Students protest exam schedule

Students protested outside Woodruff hall November 30. (Photo by Matt Zitwer)

            About 15 Castleton students peacefully protested outside Woodruff on Nov. 30 about a final exam schedule that keeps them at school until two days before Christmas.

           The number of protesters grew after a few professors showed up with their classes to join in. Protestors made signs and talked to a reporter from WCAX about the hardship being caused by such a late finals schedule.

            Adrian Lashley, a graduate student from Bermuda, went to the protest to make sure his voice was heard.

            “It’s unfair to international students and it’s unfair to other students as well, but it really does affect the international students. It takes time to travel.

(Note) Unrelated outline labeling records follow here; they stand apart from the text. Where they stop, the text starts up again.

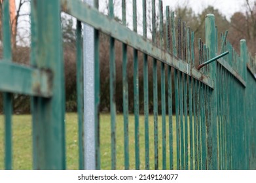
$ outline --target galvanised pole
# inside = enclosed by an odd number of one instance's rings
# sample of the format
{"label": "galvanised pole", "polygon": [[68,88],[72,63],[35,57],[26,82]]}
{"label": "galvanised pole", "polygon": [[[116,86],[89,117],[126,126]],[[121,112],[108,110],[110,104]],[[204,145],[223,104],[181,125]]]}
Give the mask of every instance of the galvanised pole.
{"label": "galvanised pole", "polygon": [[[84,0],[94,6],[94,0]],[[84,169],[96,169],[94,29],[84,24]]]}

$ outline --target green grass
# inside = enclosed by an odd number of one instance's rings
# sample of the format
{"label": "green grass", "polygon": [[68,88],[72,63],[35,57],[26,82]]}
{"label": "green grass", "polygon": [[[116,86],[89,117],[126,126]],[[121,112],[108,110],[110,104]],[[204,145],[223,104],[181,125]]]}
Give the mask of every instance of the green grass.
{"label": "green grass", "polygon": [[[0,169],[4,169],[4,118],[0,116]],[[31,117],[30,115],[14,115],[12,120],[13,169],[32,169]],[[67,169],[78,169],[77,115],[67,113],[65,118],[66,164]],[[144,117],[139,118],[139,147],[141,169],[145,169]],[[173,117],[174,160],[175,165],[175,118]],[[110,115],[100,116],[101,166],[102,169],[111,169]],[[153,116],[149,116],[150,168],[154,169]],[[168,117],[166,117],[166,156],[169,167]],[[129,116],[130,168],[135,169],[134,117]],[[124,169],[124,129],[122,114],[117,116],[117,169]],[[158,116],[159,168],[162,168],[162,118]],[[175,166],[174,166],[175,168]]]}

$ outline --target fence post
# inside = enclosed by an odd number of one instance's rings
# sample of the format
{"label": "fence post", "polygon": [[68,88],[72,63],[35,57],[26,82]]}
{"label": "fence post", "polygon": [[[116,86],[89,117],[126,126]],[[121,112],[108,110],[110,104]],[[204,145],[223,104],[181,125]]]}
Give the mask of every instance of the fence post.
{"label": "fence post", "polygon": [[[215,56],[215,16],[208,14],[206,16],[206,43],[209,47],[210,58]],[[208,146],[208,169],[218,169],[217,155],[217,80],[216,80],[216,62],[210,64],[210,76],[213,80],[214,87],[210,93],[211,116],[207,126],[207,146]]]}
{"label": "fence post", "polygon": [[[94,0],[84,0],[94,6]],[[84,24],[84,169],[96,169],[94,29]]]}
{"label": "fence post", "polygon": [[52,73],[50,99],[31,98],[35,169],[65,169],[65,88],[60,1],[31,1],[31,64]]}
{"label": "fence post", "polygon": [[[240,58],[241,58],[241,62],[242,62],[242,68],[241,70],[242,73],[242,76],[244,77],[244,81],[247,82],[247,63],[248,61],[248,53],[247,50],[247,46],[246,46],[246,41],[245,39],[240,40]],[[244,98],[245,99],[247,99],[244,103],[246,105],[247,102],[249,101],[248,99],[246,97],[246,90],[248,90],[248,88],[250,87],[249,86],[247,86],[244,88]],[[252,108],[251,108],[252,109]],[[246,150],[246,154],[244,158],[246,158],[246,161],[244,161],[245,165],[244,167],[240,167],[240,169],[249,169],[249,152],[250,152],[251,149],[249,146],[249,126],[248,125],[251,124],[252,120],[251,120],[251,114],[250,114],[251,110],[246,110],[246,107],[244,107],[244,141],[246,142],[244,143],[245,146],[244,149]]]}

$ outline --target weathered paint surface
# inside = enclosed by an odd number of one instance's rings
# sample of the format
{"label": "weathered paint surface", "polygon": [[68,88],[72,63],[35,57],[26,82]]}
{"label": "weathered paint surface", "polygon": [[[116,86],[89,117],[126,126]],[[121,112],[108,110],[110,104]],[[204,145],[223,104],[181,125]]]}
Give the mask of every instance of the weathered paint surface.
{"label": "weathered paint surface", "polygon": [[[94,159],[96,159],[94,163],[96,169],[101,169],[102,162],[105,161],[101,159],[101,152],[104,150],[101,150],[103,147],[100,142],[102,133],[100,128],[101,122],[99,109],[101,83],[100,32],[106,33],[110,37],[111,120],[109,130],[111,135],[109,140],[111,144],[111,161],[107,162],[109,167],[116,169],[121,163],[122,167],[125,169],[256,168],[256,62],[255,58],[248,53],[245,40],[240,41],[239,55],[227,40],[227,31],[225,35],[221,34],[220,37],[218,37],[214,16],[208,14],[206,16],[206,42],[204,43],[204,39],[200,39],[198,45],[195,46],[194,32],[180,18],[174,18],[174,12],[170,12],[169,7],[166,8],[166,20],[164,20],[162,1],[158,1],[158,11],[156,10],[157,7],[155,1],[151,2],[152,22],[147,22],[147,2],[146,0],[143,1],[142,37],[137,33],[136,0],[133,0],[133,31],[126,27],[127,9],[124,0],[122,1],[122,25],[113,20],[114,5],[112,0],[109,1],[109,16],[98,12],[97,0],[94,1],[96,8],[78,0],[62,0],[54,3],[50,1],[31,1],[32,67],[11,63],[10,25],[7,20],[9,15],[7,5],[8,1],[4,1],[7,3],[4,5],[3,16],[3,22],[5,23],[3,29],[4,49],[3,59],[0,62],[0,73],[6,77],[0,78],[0,90],[10,92],[5,93],[4,95],[5,169],[11,169],[12,163],[12,93],[32,96],[33,168],[65,169],[64,71],[60,20],[61,5],[64,11],[77,18],[77,90],[79,169],[83,169],[84,166],[82,145],[84,135],[81,130],[81,101],[83,97],[81,89],[83,76],[80,69],[82,67],[81,22],[92,25],[96,33],[96,152]],[[54,13],[45,16],[45,12],[50,12]],[[159,13],[159,29],[157,29],[155,19],[156,12]],[[164,22],[166,22],[165,27]],[[149,40],[147,35],[147,27],[150,24],[153,25],[152,41]],[[166,35],[164,35],[164,28]],[[217,46],[219,39],[221,43],[219,50]],[[122,42],[124,122],[118,124],[122,125],[124,129],[122,137],[118,136],[119,133],[116,129],[118,122],[115,107],[116,40]],[[133,114],[129,114],[131,109],[128,105],[130,102],[128,95],[130,90],[127,72],[128,46],[134,49]],[[198,46],[199,50],[199,64],[205,65],[200,71],[196,69],[198,62],[195,60],[195,46]],[[224,50],[226,52],[223,53]],[[139,52],[142,52],[143,59],[141,66],[143,71],[141,76],[143,77],[142,92],[139,92]],[[227,52],[229,54],[225,56]],[[221,56],[216,58],[217,55]],[[220,58],[221,56],[223,57]],[[149,59],[151,58],[152,59]],[[211,63],[216,59],[217,61]],[[152,72],[149,72],[149,69],[153,69]],[[158,71],[160,73],[158,73]],[[7,77],[8,79],[5,79]],[[149,79],[151,78],[153,84],[149,86]],[[150,109],[153,112],[154,123],[151,125],[149,120],[149,97],[153,97],[153,108]],[[139,97],[143,98],[142,104],[139,104]],[[143,116],[144,123],[140,123],[139,105],[143,107],[143,114],[141,114]],[[173,114],[173,110],[175,114]],[[159,114],[161,114],[161,116],[158,116]],[[173,122],[173,114],[175,115],[175,122]],[[132,121],[130,122],[130,115],[134,115],[134,141],[132,142],[135,144],[134,148],[134,144],[131,144],[129,125]],[[144,127],[144,134],[140,131],[141,127]],[[119,151],[117,139],[119,138],[123,140],[123,162],[117,161],[117,159]],[[141,150],[141,145],[144,148]],[[149,154],[151,151],[153,152],[152,154]],[[135,154],[135,158],[132,158],[131,153]],[[145,156],[141,154],[145,154]],[[141,159],[141,156],[145,157],[144,159]],[[174,159],[175,156],[177,159]]]}

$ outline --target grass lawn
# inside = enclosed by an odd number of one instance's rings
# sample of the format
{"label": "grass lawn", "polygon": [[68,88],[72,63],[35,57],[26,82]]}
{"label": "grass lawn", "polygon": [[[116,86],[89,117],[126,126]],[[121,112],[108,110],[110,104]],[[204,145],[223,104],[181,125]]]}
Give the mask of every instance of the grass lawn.
{"label": "grass lawn", "polygon": [[[67,169],[78,169],[77,115],[67,113],[65,118],[66,164]],[[30,115],[14,115],[12,120],[13,169],[32,169],[31,117]],[[4,118],[0,116],[0,169],[4,169]],[[145,169],[144,117],[139,118],[140,168]],[[149,116],[149,158],[150,168],[154,169],[154,122]],[[102,169],[111,169],[111,131],[110,115],[100,116],[101,166]],[[174,161],[176,160],[175,118],[173,116]],[[166,156],[169,167],[168,117],[166,116]],[[129,116],[130,168],[135,169],[134,117]],[[162,118],[158,116],[159,168],[162,168]],[[117,169],[124,169],[124,129],[122,114],[117,116]],[[175,165],[174,165],[175,168]]]}

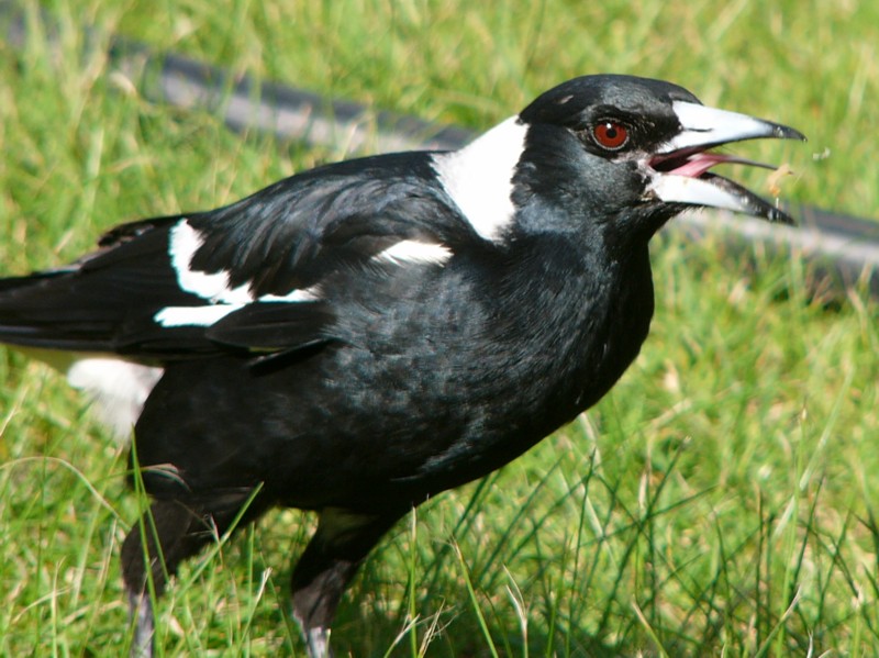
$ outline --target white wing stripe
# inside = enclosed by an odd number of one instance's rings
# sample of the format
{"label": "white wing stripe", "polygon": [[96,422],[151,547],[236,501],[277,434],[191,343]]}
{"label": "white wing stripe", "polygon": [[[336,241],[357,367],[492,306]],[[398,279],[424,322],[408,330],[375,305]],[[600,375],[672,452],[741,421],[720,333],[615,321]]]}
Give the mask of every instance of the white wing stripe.
{"label": "white wing stripe", "polygon": [[452,257],[452,249],[445,245],[419,239],[402,239],[383,252],[372,256],[376,263],[403,265],[407,263],[443,265]]}

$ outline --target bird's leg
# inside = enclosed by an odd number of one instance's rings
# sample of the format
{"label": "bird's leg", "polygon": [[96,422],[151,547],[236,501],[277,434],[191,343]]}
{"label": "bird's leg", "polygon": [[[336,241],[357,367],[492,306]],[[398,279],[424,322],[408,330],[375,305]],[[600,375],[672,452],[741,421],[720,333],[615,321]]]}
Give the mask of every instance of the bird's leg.
{"label": "bird's leg", "polygon": [[342,594],[371,548],[401,513],[359,514],[327,508],[293,569],[293,616],[311,658],[330,658],[330,626]]}
{"label": "bird's leg", "polygon": [[153,658],[153,604],[149,594],[129,591],[129,614],[135,624],[131,658]]}
{"label": "bird's leg", "polygon": [[[134,621],[132,658],[151,658],[153,655],[151,581],[155,596],[160,596],[168,578],[177,572],[182,560],[229,529],[242,505],[247,502],[248,493],[218,492],[212,500],[205,495],[205,500],[211,500],[211,510],[201,502],[154,501],[149,512],[125,537],[122,545],[122,577]],[[242,521],[258,516],[263,509],[251,501]]]}

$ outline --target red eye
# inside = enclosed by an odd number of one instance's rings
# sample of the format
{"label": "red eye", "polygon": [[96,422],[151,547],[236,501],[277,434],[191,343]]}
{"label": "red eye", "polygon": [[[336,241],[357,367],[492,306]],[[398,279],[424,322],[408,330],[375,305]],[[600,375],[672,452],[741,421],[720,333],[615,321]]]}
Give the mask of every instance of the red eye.
{"label": "red eye", "polygon": [[608,150],[620,150],[628,143],[628,130],[615,121],[602,121],[592,127],[596,144]]}

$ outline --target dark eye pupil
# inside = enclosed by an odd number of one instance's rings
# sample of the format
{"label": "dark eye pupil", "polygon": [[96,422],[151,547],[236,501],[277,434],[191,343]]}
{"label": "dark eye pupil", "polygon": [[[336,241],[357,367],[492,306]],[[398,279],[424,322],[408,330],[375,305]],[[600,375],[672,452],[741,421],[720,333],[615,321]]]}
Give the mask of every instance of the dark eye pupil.
{"label": "dark eye pupil", "polygon": [[592,137],[602,148],[619,150],[628,142],[628,131],[614,121],[605,121],[592,129]]}

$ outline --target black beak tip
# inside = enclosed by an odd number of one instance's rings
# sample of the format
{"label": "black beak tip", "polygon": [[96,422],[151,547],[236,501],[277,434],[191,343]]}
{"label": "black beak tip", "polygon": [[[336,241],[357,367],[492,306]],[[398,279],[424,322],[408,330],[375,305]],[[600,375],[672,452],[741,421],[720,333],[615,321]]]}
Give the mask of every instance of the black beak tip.
{"label": "black beak tip", "polygon": [[776,125],[775,137],[779,140],[798,140],[800,142],[809,142],[809,138],[800,131],[790,127],[789,125]]}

If I was to have an exam on the last day of class, I wouldn’t get home until Christmas evening and I just live in Bermuda and that’s not that far away,” Lashley said.

            The worry about students not being able to make it home in time for the holidays was one of the reasons students decided to protest.

            Rebekah Jensen, vice president of Academics for the Student Government Association, said she’d heard many concerns and took them to a dean who brought the issues up with the Presidential Cabinet.

            “The Presidential Cabinet agreed that this year’s exam schedule was not ideal, but said there was nothing that could be done about it at this point,” Jensen explained.

            Tony Peffer, special assistant to Castleton President Dave Wolk and a member of the Calendar Committee that sets the school’s schedules, explained that the committee has to pick the least of many evils when setting the calendar.

            “There is no perfect way,” Peffer said.

            The school has to have 150 days total and both Peffer and professor Peter Kimmel, also on the Calendar Committee, explained that they can do 74 days one semester and 76 the other, but the total needs to be 150 for their contract with the Vermont State Colleges.

            Peffer said there were other ways to make sure they had the right amount of days, like starting in the middle of the week, doing finals on a weekend or starting a week earlier, which messes with summer jobs and athletics schedules.

            Starting in the middle of the week throws off lab schedules and makes move-in days in the middle of the week so parents have to take work off to get their students there.

            “Because it’s tight, it’s an issue for faculty and staff but the alternative would upset a lot people too,” Peffer explained.

            Breanna Morse, the vice president of the Campus Activities Board and organizer of the protest, realized that it would be hard to get a change for this year’s calendar, but she said she would like to see a student on the Calendar Committee in the future.

            “It was said that a student was at the meeting where the schedule was voted on, but that student did not communicate with anybody else about it, so we would love to have people run for the position,” Morse said.

            Peffer and Kimmel both mentioned that often times when students are invited as representatives, they don’t always show up.

            “We have, in the past, tried to solicit direct student input, even though the contract does not require this.  This has never been very successful, however, because we received very few replies to SGA surveys, etc., and the replies we do get often conflict (i.e., students want to start the semester late and end it early),” Kimmel explained.

            Dean Jonathan Spiro admits to not liking the schedule either, but understands the challenges that the Calendar Committee has had.

            “Something the president pointed out to me is that most employees have to work on Friday, Dec. 23, so we are training students to be good employees when they graduate,” Spiro said.